A1はOtis Redding の代表曲の一つです。David T.とLukatherも取り上げていましたが、Dupreeのプレイはよりレイドバックした感じです。
Tempsの大ヒット曲A2は、ウッドベースのイントロからあのリフ、テーマメロディ、ソロとDupreeのプレイが続きます。TeeのRhodesと絡むタメの効いた美しいプレイです。メドレーで続くThem ChangesもKing Curtisとのライブと比べてカッティングもソロもなんとリラックスしていることか!
A3もKing Curtisのライブで演奏されています。基本的なプレイは変わりませんが、サウンドが丸くなっている分、より円熟した印象を受けます。

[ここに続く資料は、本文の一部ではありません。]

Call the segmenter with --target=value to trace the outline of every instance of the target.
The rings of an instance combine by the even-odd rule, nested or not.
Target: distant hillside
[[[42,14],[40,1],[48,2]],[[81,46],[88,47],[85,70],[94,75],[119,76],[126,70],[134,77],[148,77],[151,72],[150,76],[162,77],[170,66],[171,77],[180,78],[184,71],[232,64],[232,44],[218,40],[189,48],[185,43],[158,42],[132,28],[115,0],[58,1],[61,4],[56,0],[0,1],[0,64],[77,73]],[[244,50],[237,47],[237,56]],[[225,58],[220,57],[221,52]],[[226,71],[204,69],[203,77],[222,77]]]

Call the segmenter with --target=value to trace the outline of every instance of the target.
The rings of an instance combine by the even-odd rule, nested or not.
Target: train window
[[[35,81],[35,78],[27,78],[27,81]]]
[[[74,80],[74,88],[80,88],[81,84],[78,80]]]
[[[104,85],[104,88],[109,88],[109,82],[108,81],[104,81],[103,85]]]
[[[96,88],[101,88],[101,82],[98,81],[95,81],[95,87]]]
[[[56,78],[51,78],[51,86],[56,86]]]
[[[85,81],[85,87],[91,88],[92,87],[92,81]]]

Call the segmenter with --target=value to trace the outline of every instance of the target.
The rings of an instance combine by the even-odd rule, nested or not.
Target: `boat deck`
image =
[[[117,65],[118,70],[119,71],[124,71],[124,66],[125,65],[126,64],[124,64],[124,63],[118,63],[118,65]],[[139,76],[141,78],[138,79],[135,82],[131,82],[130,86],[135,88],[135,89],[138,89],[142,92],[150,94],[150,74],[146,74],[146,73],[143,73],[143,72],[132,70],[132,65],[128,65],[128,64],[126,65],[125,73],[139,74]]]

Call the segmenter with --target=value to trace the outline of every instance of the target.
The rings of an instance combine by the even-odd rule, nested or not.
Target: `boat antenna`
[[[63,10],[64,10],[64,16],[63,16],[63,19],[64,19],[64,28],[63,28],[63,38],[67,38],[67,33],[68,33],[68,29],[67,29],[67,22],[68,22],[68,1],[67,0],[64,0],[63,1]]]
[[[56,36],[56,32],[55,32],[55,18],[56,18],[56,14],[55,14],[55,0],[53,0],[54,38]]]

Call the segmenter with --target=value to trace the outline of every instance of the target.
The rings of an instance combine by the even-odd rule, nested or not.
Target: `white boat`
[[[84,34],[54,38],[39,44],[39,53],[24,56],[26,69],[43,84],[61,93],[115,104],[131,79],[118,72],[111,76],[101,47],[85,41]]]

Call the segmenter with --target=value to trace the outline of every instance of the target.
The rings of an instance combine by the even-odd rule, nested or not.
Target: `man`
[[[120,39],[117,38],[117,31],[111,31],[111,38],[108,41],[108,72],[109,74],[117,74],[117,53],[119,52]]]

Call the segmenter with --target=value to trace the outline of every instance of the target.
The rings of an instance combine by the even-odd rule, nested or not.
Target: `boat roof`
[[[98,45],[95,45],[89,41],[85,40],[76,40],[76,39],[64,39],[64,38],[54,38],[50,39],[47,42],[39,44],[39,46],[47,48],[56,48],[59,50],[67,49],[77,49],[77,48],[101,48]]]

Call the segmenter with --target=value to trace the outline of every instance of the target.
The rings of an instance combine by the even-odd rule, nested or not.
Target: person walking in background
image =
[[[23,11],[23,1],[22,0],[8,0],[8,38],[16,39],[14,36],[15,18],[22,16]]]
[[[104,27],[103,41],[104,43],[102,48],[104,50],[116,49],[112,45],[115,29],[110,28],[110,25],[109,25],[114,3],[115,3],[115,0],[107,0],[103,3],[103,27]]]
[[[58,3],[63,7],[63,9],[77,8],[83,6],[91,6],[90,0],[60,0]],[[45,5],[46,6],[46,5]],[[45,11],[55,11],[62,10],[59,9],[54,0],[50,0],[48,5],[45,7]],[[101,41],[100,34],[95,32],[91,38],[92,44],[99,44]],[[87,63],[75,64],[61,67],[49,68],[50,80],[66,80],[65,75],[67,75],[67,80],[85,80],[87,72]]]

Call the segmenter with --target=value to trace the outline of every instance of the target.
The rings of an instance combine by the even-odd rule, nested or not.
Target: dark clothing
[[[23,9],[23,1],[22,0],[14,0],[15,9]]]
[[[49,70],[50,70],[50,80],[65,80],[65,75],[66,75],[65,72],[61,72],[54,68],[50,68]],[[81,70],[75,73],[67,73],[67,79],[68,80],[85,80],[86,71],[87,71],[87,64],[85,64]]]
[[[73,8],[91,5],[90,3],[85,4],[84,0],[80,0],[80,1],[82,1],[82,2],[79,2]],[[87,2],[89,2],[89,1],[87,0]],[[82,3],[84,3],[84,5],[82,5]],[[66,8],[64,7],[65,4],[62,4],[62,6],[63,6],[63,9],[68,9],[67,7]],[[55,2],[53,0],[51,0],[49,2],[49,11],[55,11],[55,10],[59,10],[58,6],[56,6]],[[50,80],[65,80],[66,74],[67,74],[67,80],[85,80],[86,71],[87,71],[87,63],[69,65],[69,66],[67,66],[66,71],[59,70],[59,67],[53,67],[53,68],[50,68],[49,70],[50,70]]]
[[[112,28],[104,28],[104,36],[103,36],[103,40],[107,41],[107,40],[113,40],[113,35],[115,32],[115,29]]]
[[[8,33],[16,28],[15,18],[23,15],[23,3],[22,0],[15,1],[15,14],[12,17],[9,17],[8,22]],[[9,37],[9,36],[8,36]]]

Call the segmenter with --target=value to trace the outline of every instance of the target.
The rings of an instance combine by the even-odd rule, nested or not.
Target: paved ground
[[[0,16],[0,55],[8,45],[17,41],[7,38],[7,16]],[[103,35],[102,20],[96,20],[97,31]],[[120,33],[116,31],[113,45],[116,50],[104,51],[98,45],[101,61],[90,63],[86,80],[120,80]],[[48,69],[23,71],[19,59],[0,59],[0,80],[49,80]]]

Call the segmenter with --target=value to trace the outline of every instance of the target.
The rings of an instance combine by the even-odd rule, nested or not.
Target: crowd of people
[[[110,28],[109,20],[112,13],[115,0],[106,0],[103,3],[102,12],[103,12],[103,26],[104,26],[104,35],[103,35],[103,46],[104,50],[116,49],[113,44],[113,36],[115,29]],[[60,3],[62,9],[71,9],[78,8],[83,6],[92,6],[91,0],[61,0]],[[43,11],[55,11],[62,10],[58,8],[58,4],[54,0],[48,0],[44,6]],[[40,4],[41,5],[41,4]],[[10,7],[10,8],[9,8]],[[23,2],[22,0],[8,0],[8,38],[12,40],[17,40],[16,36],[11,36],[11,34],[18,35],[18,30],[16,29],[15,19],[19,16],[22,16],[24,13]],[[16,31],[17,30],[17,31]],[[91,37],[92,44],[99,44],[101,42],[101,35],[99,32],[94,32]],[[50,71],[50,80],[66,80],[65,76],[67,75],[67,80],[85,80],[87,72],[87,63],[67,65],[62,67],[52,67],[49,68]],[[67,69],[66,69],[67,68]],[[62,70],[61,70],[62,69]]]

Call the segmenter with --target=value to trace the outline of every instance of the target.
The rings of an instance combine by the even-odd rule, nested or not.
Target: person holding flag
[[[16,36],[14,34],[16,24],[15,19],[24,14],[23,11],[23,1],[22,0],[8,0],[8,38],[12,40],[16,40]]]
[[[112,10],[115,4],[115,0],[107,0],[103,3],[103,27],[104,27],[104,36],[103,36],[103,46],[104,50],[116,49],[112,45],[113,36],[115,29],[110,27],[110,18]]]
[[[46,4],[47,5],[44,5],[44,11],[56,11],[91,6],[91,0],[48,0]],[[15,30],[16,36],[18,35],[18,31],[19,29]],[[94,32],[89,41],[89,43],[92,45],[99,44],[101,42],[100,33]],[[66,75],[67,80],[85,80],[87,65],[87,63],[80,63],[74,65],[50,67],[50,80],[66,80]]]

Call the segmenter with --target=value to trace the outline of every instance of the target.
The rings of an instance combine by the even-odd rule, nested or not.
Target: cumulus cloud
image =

Duke EllingtonのB1は、テーマをホーンとユニゾンし、バッキング・ソロもいつものDupree節ながらGaddの叩くシャッフルによく乗っていてハマっています。
スロウのB2は短いながら美しいソロで、Stuff時代のバラードを彷彿とさせるプレイです。
Stevie WonderのLive盤でもやっていましたがより熟成した印象を受けました。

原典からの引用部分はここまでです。